Morsi will use street power for Egyptian presidency. The US backs Brotherhood
Muslim Brotherhood candidate Muhammad Mursi did not wait for the ballots of the two-day poll to be counted before proclaiming himself Monday, June 18, President of Egypt and claiming 52.5 percent of the vote against 47.5 percent for his rival, Mubarak’s last prime minister Ahmed Shafiq.
Morsi promised a cheering news conference “a civil, patriotic, democratic, constitutional and modern state” as “president of all the Egyptian people.” Shafiq’s protest that the millions of uncounted votes could change the results was drowned out by Islamist celebrations in several Egyptian cities – as well as the Hamas-ruled Gaza Strip. The scene was being set for the Muslim Brotherhood to rally the street against a possible Shafiq win; Islamist multitudes would force the Morsi victory down the throats of the country and the transitional military council rulers.
Anticipating this scenario, the supreme military council Sunday virtually stripped the incoming president of powers by assuming the legislative authority of the dissolved parliament and control of the national budget.
The council will release details of an interim constitutional declaration Monday, said Maj. Mohamed Askar, the council's spokesman.
debkafile’s sources report that the council will not go directly up against the Muslim Brotherhood, although it was often accused of plotting its overthrow. What the generals are doing is maneuvering for a foothold from which to bargain for a portion of rule. Reluctant to give up the reins of government, they are nonetheless aware that Morsi may not only prove to be the chosen president of millions of Egyptians, but enjoys quiet backing from the Obama administration.
US president Barack Obama’s goal from the outset of the Tahrir Square revolution early last year was to get the Muslim Brotherhood installed in government through the ballot box. He sees this as the grand vindication of the vision he unveiled at Cairo University on June 4, 2009 in a speech reaching out to world Muslims.
Obama accepts Muslim parties who are not al Qaeda or jihadists as forces of moderation who must be allowed to attain power through their embrace of democracy, and with whom the US, the West and Israel must learn to coexist.

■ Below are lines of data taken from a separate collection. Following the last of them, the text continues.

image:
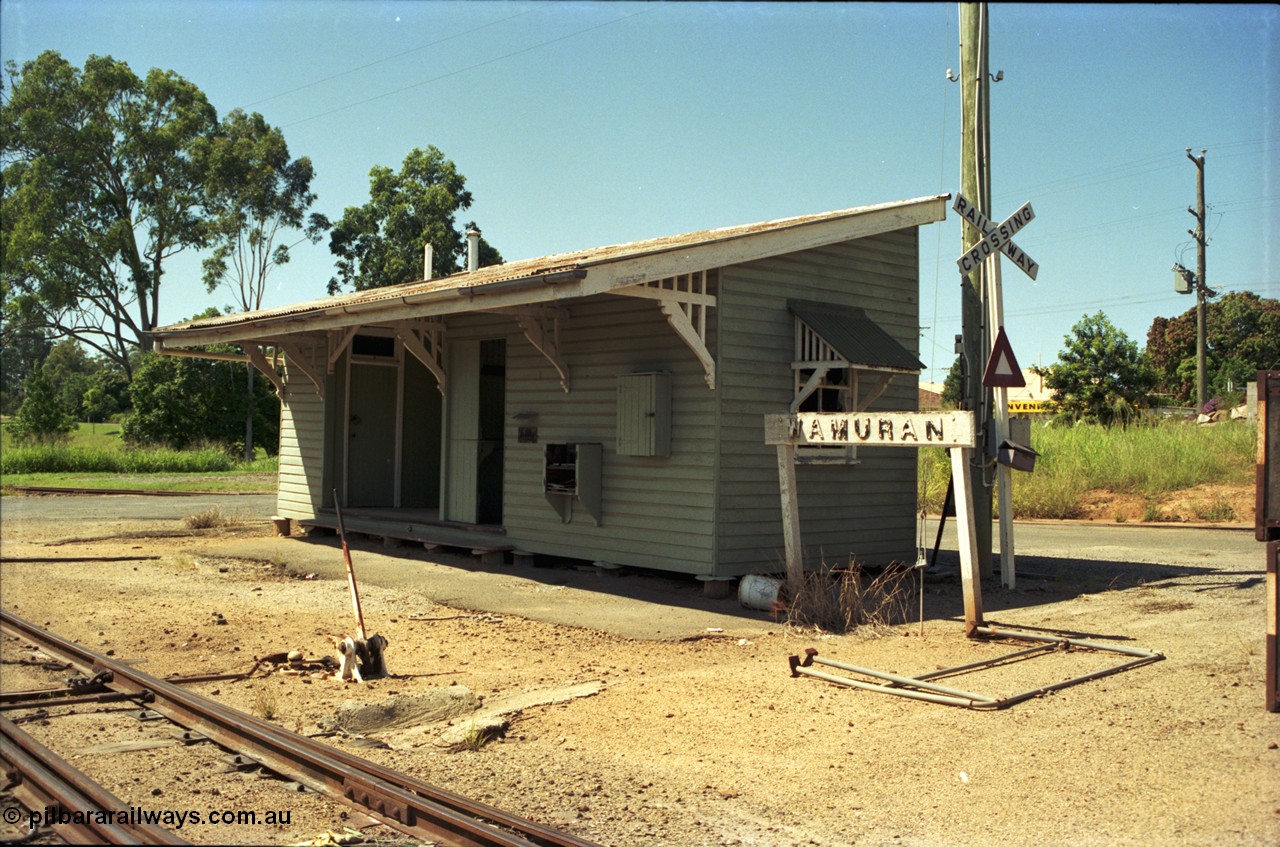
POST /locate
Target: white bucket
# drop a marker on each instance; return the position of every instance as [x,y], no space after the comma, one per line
[758,593]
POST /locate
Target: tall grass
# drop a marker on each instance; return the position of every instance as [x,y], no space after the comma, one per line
[1141,459]
[45,458]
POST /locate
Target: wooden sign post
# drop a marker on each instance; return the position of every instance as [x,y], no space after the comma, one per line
[954,430]
[996,239]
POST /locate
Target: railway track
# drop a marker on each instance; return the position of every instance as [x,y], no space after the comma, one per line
[400,801]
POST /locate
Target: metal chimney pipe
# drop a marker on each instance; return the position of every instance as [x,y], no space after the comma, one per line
[472,248]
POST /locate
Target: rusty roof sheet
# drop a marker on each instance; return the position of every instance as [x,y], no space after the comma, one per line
[530,268]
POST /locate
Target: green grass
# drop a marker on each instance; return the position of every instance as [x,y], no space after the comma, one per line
[1148,461]
[95,458]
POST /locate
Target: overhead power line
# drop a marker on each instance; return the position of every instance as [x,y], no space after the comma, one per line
[471,67]
[391,58]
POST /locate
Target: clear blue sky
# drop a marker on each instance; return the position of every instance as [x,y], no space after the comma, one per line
[583,124]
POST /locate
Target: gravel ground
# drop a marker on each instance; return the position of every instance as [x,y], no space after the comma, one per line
[695,738]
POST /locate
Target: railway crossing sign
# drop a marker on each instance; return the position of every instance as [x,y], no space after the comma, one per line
[1002,369]
[995,237]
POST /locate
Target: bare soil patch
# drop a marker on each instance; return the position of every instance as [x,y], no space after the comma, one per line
[704,741]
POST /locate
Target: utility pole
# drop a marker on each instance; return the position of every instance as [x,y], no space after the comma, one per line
[1201,237]
[976,184]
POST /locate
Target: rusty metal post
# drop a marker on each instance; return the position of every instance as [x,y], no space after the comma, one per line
[1267,520]
[1272,616]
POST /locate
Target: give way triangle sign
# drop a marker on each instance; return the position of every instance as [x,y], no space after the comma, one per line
[1002,369]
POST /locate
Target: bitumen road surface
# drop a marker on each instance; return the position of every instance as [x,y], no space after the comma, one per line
[654,605]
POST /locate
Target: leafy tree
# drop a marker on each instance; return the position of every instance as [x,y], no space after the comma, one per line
[100,191]
[380,243]
[256,193]
[179,402]
[41,416]
[22,349]
[1242,335]
[1100,376]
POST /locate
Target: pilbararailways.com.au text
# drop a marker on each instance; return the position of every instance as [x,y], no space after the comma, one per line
[167,818]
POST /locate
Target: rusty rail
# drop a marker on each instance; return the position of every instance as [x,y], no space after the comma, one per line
[42,779]
[402,802]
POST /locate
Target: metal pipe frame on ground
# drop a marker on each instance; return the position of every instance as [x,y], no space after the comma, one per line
[918,687]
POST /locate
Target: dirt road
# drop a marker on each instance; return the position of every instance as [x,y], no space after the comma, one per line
[699,736]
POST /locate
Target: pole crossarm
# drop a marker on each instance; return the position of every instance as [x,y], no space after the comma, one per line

This perception, which entails getting even pro-Western autocratic rulers displaced, guided his hand in supporting the ouster of Hosni Mubarak in February 2011 and Muammar Qaddafi’s overthrow in Libya seven months later to make way for “moderate” Muslim rule.
It is also being applied in Syria. Aided by the Muslim ruler closest to him, Turkish Prime Minister Tayyip Erdogan, Obama is working hard to unify the squabbling factions of Syria’s Muslim Brotherhood, the backbone of the Sunni rebellion against the Assad regime and his Alawite sect, and bring the MB to power through the democratic process. It is too soon to predict his chances of success.
In Cairo, Egypt’s generals are engaged in an acrobatic exercise to keep their balance while watching the Brotherhood take power with the blessing of the White House in Washington.
Israel, it must be said, finds itself in a strategic pits deeper than ever before as it faces the Islamist revolution overtaking Egypt. While promising Israel every possible security perk, Obama has relentlessly pursued a policy of accommodation with revolutionary Islam, both Shiite – through a nuclear deal with Iran after it progressed beyond the point of no return for building a bomb – and the Sunnis, by collaborating with the Muslim Brotherhood and its branches.
This policy has stripped Israel of its strategic assets barring one – military prowess.
In their three years at the helm of Israel’s government, Prime Minister Binyamin Netanyahu and Defense Minister Ehud Barak have lined up with Obama policy – often involuntarily. However, every Obama success in promoting Muslim power drops Israel further down the strategic scale in the face of its empowered foes.
Israel’s only recourse for recovering shrinking strategic ground in the Middle East and deterrent strength against the rising Islamist forces in Egypt is to take matters in its own hands and dismantle Iran’s nuclear program by force.
If Netanyahu waits much longer, Israel will find Shiite and Sunni revolutionary rulers uniting against their perceived common enemy, Israel, before they fight each other over slicies of the Middle East. A military coup in Cairo could set this process back, but the chances of its happening are slight.